Affiliation: Smithsonian Institute
William Fitzhugh is Director of the Arctic Studies Center and Curator of the Department of Anthropology at the National Museum of Natural History, Smithsonian Institution, and holds his degrees from Harvard (Ph.D. and M.A.) and Dartmouth (B.A.). Dr. Fitzhugh’s areas of specialization are arctic archaeology, circumpolar cultures, Mongolia, and Vikings (especially in the Western Atlantic). He has done fieldwork in the North Atlantic regions and arctic Russia, and in Mongolia, and has been recognized for his work in exhibits, documentaries, and research. Dr. Fitzhugh is one of the AIA’s 2022/2023 Joukowsky Lecturers.
March 22, 2023 @ 5:30 pm
This lecture traces the history and archaeology of the Vikings from their origins in the 7thcentury, their rise to power and raids in Europe, and their expansion across the North Atlantic to Iceland, Greenland, and eventually to mainland North America at the L’Anse aux Meadows site in northern Newfoundland. A special feature of the lecture is Viking contacts with Native American Indians and Inuit as seen in archaeological finds in recent years. The story includes illustrations from the Smithsonian’s ‘block-buster’ exhibition honoring the 1000th anniversary of Leif Erikson’s discovery of North America and its catalog publication with the same title as this lecture.
This lecture follows migrations of Arctic peoples into the last unoccupied territories of North America and the development of their Pre-Dorset, Dorset and Thule cultures over the past 5000 years. We trace their contacts with Indian peoples, Vikings, and later Europeans and discuss their unique shamanic art, their history as Thule culture evolved into the Inuit peoples of today, and the likely effect of modern climate change on Arctic peoples today and in the future.
This lecture follows the history of the Basque peoples who pioneered the hunting of great whales in the Bay of Biscay and after 1500 expanded their reach into Newfoundland and the Gulf of St. Lawrence where they met, traded with, and even lived with Inuit whalers. Archaeological finds from Red Bay, Labrador, and from a decade of Smithsonian research at Petit Mecatina on the Quebec Lower North Shore reveal the first instance of a European-Inuit joint venture in the New World.
Arctic archaeology reveals patterns of climate change have both facilitated migrations and extinguished cultures and animals beginning when humans first began to live in Arctic regions 40,000 years ago. We follow these developments in northern Russia, Alaska, Canada, and Greenland as environments and cultures changed, new technology and adaptations developed, and Arctic peoples interacted with each other and with southerners. The story of the Greenland Norse serves as an example of how humans have failed to observe signals of their impending disaster, what they could have done to avoid it, and what we should do now to avoid a similar, but global, fate.
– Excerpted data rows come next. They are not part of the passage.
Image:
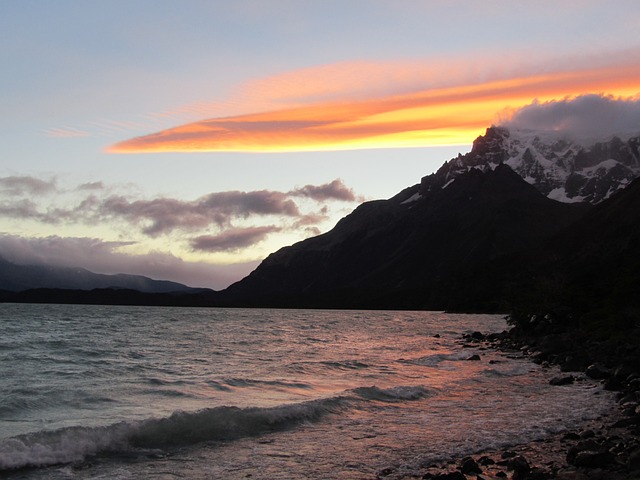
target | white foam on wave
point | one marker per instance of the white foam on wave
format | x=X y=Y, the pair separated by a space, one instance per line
x=75 y=444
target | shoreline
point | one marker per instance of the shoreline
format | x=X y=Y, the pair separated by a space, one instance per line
x=606 y=448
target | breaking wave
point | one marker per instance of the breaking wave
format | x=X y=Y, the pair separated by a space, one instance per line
x=220 y=424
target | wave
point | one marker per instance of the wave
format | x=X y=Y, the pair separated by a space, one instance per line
x=394 y=394
x=219 y=424
x=437 y=358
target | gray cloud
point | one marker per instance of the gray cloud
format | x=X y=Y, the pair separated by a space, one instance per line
x=335 y=190
x=587 y=117
x=165 y=214
x=23 y=185
x=102 y=257
x=232 y=239
x=91 y=186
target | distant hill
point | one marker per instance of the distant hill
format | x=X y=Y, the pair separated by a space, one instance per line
x=15 y=278
x=465 y=238
x=522 y=223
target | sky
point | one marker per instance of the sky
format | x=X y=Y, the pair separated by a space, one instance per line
x=188 y=140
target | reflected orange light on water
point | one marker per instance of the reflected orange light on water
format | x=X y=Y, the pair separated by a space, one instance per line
x=444 y=116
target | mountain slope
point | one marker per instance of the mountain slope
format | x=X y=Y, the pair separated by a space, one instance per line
x=396 y=253
x=559 y=168
x=24 y=277
x=591 y=270
x=457 y=240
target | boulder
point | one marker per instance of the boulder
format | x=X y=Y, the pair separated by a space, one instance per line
x=597 y=371
x=469 y=466
x=564 y=380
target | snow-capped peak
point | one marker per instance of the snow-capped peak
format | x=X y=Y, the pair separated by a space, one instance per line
x=560 y=168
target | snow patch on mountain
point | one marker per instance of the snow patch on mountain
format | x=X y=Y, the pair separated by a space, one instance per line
x=562 y=169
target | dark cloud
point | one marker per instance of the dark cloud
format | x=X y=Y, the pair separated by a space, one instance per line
x=20 y=209
x=163 y=215
x=23 y=185
x=102 y=257
x=91 y=186
x=587 y=117
x=335 y=190
x=232 y=239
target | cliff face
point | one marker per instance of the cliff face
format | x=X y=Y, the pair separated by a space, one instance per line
x=456 y=240
x=399 y=253
x=560 y=169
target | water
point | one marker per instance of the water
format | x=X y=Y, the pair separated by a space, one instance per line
x=138 y=392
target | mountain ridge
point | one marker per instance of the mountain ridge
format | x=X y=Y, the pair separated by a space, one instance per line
x=14 y=277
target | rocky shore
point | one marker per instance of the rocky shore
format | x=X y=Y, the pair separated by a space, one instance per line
x=604 y=449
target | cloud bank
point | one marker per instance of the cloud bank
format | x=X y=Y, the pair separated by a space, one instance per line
x=233 y=223
x=587 y=117
x=356 y=105
x=103 y=257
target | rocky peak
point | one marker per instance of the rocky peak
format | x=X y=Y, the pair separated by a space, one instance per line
x=557 y=167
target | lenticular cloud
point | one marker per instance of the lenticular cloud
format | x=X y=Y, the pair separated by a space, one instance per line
x=587 y=117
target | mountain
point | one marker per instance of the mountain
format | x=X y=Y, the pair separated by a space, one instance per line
x=559 y=168
x=16 y=278
x=589 y=272
x=524 y=223
x=455 y=241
Recent research in the grassy steppe of Inner Asia document how a big land with few people repeatedly changed the history of the world. Archaeology, DNA, and history reveal the monumental impact of nomadic pastoralists on world history during the past 5000 years. Genghis Khan’s nomadic empire was the last, largest, and best known, but there were many others. We explore the environments and cultural features that enabled small groups of steppe herders and horsemen to repeatedly conquer, populate, and rule vast territories.
The ancestors of Japan’s northern people—the Ainu—once thought to be ‘Lost Caucasians of the Far East’, may have been among the first to migrate into the Americas. This lecture describes the origins of the Ainu and their distinctive spirit-filled decorative and clothing arts, their rise to prominence as a maritime power in the 13-15th centuries, and their subsequent colonization and subjugation by the Japanese. Ainu history parallels that of North American Indians in many other ways, including their recent efforts in cultural rejuvenation.